De noche, la casa, aislada, se vuelve silenciosa. Rodeada de olivos y de algunos frutales y cepas, es un lugar espléndido para quien quiera encerrarse a escribir en contacto con la naturaleza. Vuelve sobre sus pensamientos: “No me siento frustrado. Estoy muy agradecido a mi profesión y al diario El País, que me ha permitido vivir tres años en Asia y cinco en Bruselas. Me siento orgulloso de haber podido trabajar en el periódico que entonces era el más prestigioso de España. Pero fue como un gran amor del que poco a poco te vas desencantando. En estos momentos no tiene ninguna ideología, se mueve tan solo por intereses puramente empresariales. Eso me entristece. Lo que más me irritó en mi última fase como editorialista fue la gran hipocresía que reinaba dentro. Cuando trabajaba en la agencia Efe mi gran ilusión era trabajar en El País. Cuando entré en el diario y Juan Luis Cebrián era su director me identificaba con el periódico. Sabía quién tomaba las decisiones. Pero cuando Cebrián dejó la dirección, quienes le sucedieron en el cargo se convirtieron en meros directores vicarios, administradores que tenían que consultar todo al fundador. Eso ha ido a más, y en los últimos años todavía ha sido peor. Cebrián debería aceptar que la biología es igual para todos. Hace tiempo que tendría que haber cedido el poder a otros. Cuanto más lo demore más se desprestigiará él mismo y el propio diario”. Hay una rara calma en torno a la casa en la que Bosco Esteruelas ha reconstruido su vida, lejos de Madrid, de París, de Bruselas, de Tokio… de la redacción de un periódico que ha sido durante años emblemático para muchos lectores (como el poeta Jorge Riechman, que tituló uno de sus libros El día que dejé de leer El País) y periodistas.
“ La de periodista no es una profesión fácil ni nunca lo fue . En no pocas ocasiones, el peligro, las acechanzas y las censuras surgen, laten, se cuecen y se desarrollan en el aparentemente apacible espacio de las redacciones y los despachos más confortables. Tal es el caso en este relato en el que un drama laboral de persecución y censura comienza con algo tan inocente como un escrito satírico que es tomado más en serio de lo que podía prever su autor”. Eso se lee en la contraportada de Todo empezó con Obdulio, que en octubre publicará la editorial Garaje. A lo que añade Bosco, un periodista culto, socarrón y buen compañero con el que pasé años inolvidables en la sección de internacional del diario El País: “La novela es parte de la decepción que vi en un diario que hacía bandera del derecho a la intimidad y de la libertad de expresión. Comprobé en mi propia carne cómo la cúpula del periódico exageró y perdió los papeles con un cuento que escribí para mi propio divertimento y sin ningún objetivo de difusión. Alguien lo filtró y llegó a manos del director, que me acusó de atacar a un compañero y de poner en peligro el prestigio de la empresa. Cuando lo escribí no pensé en una persona determinada. Había inventado más de la mitad de las cosas. Se desató una tormenta y una persecución contra mí. Ahí sí que vi la dirección vicaria y la inseguridad de los que gestionan el periódico en este momento. Confieso, además, que me entristeció la reacción de silencio de la mayoría de la Redacción. Muchos se apartaron de mí y me dieron la espalda. El cuento explica la vida de un individuo que tiene carencias afectivas y que intenta rellenarlas adulando a los que mandan. Lo más triste de todo esto es que un periódico al que le gusta denunciar los abusos del poder en cuanto se apagan los focos comete las mismas tropelías que critica”.
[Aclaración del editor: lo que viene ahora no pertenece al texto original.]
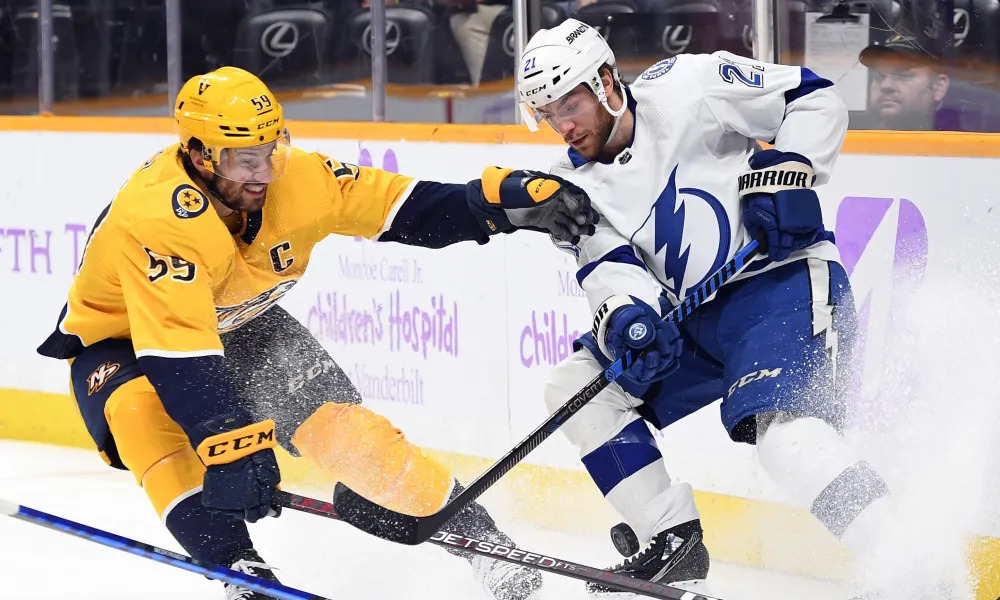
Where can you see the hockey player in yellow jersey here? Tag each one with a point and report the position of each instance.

Al atardecer, Guzmán y Gimena dan vueltas entre los olivos. El calor se ablanda. Una suave brisa mueve las hojas, agita las aguas de la pequeña piscina que tiene algo de alberca. En los periódicos, a esta misma hora, el cierre hace que se aceleren los pulsos. Queda poco tiempo. El espacio es el que hay. ¿Vas a mandar tu crónica o metemos un anuncio? Ni anuncios quedan. ¿Qué será de los periódicos? En Alcuéscar no parece importar mucho la respuesta. ¿Y en una finca a cuatro kilómetros del pueblo donde un antiguo periodista que escribía editoriales para un periódico influyente se ha reinventado como escritor? Tal vez solo Gimena y Guzmán, sus perros, tan listos como cariñosos, tengan la respuesta. O esté en el viento.